Aquella tarde llegó más gente de lo habitual a la panadería, no buscando alimento, sino buscando a la vendedora y al repartidor con la esperanza de que les hicieran llegar mensajes de agradecimiento con flores a quienes les ayudaron a crecer. Cada carta escrita era decorada con pétalos, pero los restos de las flores caían al vestido de la vendedora, quedándose pegados por las cosas que le habían arrojado horas atrás las mismas personas que ahora le admiraban y agradecían por su trabajo.
Al día siguiente los buzones estaban llenos, el cartero tuvo que llevar dos bolsos para poder con todo y tuvo que regresar a su casa en tres ocasiones para dejarlos.
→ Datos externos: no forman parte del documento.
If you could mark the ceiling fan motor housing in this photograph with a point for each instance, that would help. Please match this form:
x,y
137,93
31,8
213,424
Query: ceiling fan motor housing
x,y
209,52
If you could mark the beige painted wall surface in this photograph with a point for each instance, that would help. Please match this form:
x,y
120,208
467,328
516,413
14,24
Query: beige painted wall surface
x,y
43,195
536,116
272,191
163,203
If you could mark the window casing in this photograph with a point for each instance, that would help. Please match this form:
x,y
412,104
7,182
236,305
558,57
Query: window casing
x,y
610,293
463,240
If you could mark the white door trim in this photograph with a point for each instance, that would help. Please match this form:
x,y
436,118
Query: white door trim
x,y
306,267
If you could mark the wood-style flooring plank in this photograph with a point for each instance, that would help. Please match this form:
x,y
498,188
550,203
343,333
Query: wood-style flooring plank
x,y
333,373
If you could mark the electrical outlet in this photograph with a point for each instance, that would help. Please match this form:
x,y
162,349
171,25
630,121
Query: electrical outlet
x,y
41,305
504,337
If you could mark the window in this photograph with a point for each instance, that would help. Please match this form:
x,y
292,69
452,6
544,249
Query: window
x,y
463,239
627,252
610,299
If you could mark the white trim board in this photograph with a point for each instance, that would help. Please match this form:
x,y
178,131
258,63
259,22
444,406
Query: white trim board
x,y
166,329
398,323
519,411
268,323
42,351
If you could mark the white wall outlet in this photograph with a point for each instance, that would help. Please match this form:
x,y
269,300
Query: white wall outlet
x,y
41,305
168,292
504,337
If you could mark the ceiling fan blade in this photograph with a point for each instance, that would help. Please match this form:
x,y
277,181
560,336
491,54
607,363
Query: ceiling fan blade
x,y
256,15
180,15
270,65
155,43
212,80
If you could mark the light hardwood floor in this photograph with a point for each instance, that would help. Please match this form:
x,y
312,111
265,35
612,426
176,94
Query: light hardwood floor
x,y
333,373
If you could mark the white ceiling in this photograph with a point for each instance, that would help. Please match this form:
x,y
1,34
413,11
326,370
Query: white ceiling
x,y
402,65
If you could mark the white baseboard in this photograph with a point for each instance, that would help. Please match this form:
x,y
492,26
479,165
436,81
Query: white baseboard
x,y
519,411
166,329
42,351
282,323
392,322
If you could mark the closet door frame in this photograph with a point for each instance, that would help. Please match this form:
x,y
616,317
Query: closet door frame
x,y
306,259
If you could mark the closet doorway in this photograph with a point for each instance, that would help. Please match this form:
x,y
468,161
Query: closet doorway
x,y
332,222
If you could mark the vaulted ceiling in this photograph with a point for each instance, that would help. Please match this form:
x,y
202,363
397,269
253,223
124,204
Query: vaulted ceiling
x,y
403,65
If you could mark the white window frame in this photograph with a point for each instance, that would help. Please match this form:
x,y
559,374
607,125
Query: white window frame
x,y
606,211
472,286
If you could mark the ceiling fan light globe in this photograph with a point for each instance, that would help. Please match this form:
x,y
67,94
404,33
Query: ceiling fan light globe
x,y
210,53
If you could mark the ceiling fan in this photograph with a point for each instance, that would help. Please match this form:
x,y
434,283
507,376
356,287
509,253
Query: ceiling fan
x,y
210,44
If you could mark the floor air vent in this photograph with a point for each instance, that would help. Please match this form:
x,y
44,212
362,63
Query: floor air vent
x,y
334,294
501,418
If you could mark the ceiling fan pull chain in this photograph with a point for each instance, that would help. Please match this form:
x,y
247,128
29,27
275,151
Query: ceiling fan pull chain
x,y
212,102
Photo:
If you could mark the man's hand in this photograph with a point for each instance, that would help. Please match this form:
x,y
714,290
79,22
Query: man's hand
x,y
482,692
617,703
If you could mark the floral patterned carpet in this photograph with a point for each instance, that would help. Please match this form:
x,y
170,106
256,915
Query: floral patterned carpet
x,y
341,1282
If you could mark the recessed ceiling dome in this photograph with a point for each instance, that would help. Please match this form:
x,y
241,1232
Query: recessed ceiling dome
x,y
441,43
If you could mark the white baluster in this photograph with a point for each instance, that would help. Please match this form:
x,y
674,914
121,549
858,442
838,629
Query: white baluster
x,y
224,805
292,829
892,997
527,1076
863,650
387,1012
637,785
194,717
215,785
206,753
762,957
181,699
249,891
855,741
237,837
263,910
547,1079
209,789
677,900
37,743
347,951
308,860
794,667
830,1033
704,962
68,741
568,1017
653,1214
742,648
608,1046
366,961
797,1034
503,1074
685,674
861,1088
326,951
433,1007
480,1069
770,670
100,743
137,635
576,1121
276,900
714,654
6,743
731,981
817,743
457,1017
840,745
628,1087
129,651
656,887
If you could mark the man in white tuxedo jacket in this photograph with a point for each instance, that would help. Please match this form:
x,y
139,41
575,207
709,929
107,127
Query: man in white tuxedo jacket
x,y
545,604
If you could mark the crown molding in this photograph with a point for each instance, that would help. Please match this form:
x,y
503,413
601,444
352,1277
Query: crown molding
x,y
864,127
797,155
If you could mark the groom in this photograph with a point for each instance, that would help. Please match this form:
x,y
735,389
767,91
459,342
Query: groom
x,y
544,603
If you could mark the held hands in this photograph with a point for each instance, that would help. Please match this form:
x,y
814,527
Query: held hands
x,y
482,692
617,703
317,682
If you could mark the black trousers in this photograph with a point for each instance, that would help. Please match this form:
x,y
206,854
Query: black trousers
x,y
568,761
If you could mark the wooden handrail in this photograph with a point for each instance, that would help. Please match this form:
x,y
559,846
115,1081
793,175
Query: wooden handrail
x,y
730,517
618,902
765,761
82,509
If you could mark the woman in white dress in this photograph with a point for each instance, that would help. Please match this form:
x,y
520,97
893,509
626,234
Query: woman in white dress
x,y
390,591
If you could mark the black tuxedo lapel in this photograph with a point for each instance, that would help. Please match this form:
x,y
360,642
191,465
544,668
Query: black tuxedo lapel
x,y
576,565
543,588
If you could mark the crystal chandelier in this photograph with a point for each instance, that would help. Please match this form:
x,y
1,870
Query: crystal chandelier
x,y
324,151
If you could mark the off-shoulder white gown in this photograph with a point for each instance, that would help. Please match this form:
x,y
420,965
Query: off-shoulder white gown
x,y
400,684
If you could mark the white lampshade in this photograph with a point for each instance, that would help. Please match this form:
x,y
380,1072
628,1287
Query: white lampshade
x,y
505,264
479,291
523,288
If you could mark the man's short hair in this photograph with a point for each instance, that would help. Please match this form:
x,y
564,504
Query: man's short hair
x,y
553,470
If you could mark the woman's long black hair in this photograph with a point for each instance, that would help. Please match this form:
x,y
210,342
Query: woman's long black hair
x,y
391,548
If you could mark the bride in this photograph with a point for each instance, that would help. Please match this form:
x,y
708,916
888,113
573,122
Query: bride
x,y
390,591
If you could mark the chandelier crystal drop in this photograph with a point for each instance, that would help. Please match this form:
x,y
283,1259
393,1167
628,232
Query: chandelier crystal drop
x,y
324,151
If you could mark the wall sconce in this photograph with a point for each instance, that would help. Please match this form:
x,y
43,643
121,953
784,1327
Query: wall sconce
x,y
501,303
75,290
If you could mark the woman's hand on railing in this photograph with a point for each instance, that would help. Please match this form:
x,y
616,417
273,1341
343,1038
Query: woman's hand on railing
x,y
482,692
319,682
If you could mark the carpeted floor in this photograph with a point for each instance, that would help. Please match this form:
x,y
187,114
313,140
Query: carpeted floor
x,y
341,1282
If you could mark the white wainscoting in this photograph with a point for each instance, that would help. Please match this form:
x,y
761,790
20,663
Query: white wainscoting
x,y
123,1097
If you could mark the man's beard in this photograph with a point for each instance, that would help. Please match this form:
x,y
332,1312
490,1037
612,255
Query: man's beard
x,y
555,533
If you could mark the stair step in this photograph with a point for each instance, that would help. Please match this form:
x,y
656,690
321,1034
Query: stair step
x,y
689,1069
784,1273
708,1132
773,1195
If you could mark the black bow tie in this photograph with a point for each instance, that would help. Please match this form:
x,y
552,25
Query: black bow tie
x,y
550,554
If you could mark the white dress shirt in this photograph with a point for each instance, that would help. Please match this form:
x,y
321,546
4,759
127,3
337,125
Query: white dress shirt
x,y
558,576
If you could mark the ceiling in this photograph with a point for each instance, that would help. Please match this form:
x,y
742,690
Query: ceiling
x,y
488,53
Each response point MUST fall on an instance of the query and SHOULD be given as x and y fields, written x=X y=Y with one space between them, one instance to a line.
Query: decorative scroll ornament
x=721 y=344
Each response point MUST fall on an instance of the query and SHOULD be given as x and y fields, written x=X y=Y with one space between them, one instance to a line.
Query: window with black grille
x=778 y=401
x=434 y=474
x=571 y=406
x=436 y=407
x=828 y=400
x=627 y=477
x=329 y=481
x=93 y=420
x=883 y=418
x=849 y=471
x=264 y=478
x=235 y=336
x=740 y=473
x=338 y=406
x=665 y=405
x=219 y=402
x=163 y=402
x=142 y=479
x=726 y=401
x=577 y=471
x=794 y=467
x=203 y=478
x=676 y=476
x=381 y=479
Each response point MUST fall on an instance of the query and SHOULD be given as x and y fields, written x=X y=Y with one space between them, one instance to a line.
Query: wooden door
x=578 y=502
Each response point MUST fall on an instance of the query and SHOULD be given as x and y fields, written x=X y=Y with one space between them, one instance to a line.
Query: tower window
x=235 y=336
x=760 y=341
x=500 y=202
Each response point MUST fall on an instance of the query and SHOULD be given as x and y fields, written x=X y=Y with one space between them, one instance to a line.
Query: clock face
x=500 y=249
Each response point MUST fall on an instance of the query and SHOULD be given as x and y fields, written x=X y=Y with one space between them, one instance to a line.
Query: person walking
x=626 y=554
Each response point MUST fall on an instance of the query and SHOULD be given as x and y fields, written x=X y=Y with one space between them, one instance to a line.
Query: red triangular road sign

Cuando caía la tarde del 9 de mayo, al atardecer la gente del pueblo vio a una vendedora que les había dado una lección, marchando a otro pueblo con un vestido lleno de flores que hacía juego con la belleza de su piel.
El 10 de mayo cada madre, en cada hogar y cada lápida, recibió un mensaje de agradecimiento y un detalle que les recordaron cuán valiosas eran y seguirán siendo en la vida de sus hijos.